"I don't focus too much on stats, but having the most catches by a raider of all time means something to me," says Waller. The record was set in 2020, when Carr relied on the tight end in a season that saw the team's wide receivers pounded by a series of injuries and problems. The situation is one Waller doesn't expect to see repeated with a few new WRs coming in, but that doesn't mean he's resting on his laurels. "I don't expect the same number of touches, but I want to be productive in whatever I need to do in a piece."
Given the wide range of responsibilities Waller has as a tight end, Afzal uses a number of modalities to prepare him for game day. Depending on how he's feeling, the routine could include Keizer machines, plyo boxes, resistance bands, and kettlebells. "Darren needs to be able to block hard, slash fast and move explosively," says Afzal. "So I try to avoid one-sided training, I want to target multiple muscles and improve coordination between those muscles."

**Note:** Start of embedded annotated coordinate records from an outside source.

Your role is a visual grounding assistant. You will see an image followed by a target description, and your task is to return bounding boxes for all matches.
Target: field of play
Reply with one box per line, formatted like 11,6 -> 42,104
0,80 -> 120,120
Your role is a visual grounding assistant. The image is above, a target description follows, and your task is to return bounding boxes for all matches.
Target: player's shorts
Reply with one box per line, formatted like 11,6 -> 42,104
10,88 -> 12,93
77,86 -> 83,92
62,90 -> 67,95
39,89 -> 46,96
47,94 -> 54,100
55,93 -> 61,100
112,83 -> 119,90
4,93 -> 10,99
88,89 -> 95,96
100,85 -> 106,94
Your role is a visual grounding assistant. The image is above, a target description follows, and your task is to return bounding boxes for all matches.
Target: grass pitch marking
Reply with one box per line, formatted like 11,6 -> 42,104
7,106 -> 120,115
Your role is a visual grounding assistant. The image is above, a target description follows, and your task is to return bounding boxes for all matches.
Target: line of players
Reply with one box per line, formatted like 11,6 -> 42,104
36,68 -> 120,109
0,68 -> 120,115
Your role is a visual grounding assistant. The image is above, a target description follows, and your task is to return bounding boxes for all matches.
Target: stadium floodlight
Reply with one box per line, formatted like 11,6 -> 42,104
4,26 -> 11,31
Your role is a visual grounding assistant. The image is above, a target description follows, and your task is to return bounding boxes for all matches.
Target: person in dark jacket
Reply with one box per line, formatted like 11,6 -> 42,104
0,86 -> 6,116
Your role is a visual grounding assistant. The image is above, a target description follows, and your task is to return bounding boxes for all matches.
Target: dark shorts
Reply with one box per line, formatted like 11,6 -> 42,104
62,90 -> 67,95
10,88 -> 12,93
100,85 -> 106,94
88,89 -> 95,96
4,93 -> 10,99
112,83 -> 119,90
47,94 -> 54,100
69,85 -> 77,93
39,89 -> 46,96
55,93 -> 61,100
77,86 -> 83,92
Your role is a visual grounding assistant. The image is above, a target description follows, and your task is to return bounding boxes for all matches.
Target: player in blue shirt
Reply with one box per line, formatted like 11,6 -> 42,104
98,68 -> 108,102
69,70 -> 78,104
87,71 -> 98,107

As a specialist in physical therapy and orthopedics, Afzal is also well placed to help Waller through the inevitable effects the athlete will suffer on the field. "It's a full-contact sport," he says. "The best we can do is adjust his training when necessary and do everything we can to ensure that he is as strong as possible when he plays."
How Darren Waller is recovering
Pushing boundaries doesn't end in the gym. Waller brings that same tenacity to his recovery. It's not about finding practices that he's comfortable with, it's about finding ways to get back into the game quicker. Today, the routine includes a weekly visit to IMR Float, a recovery center in Henderson, NV. There he sits in a 150 degree hot sauna and is led through a meditation by one of the guides. After sweating for about five minutes, he takes a cold shower before soaking in a cold tub at about 50 degrees.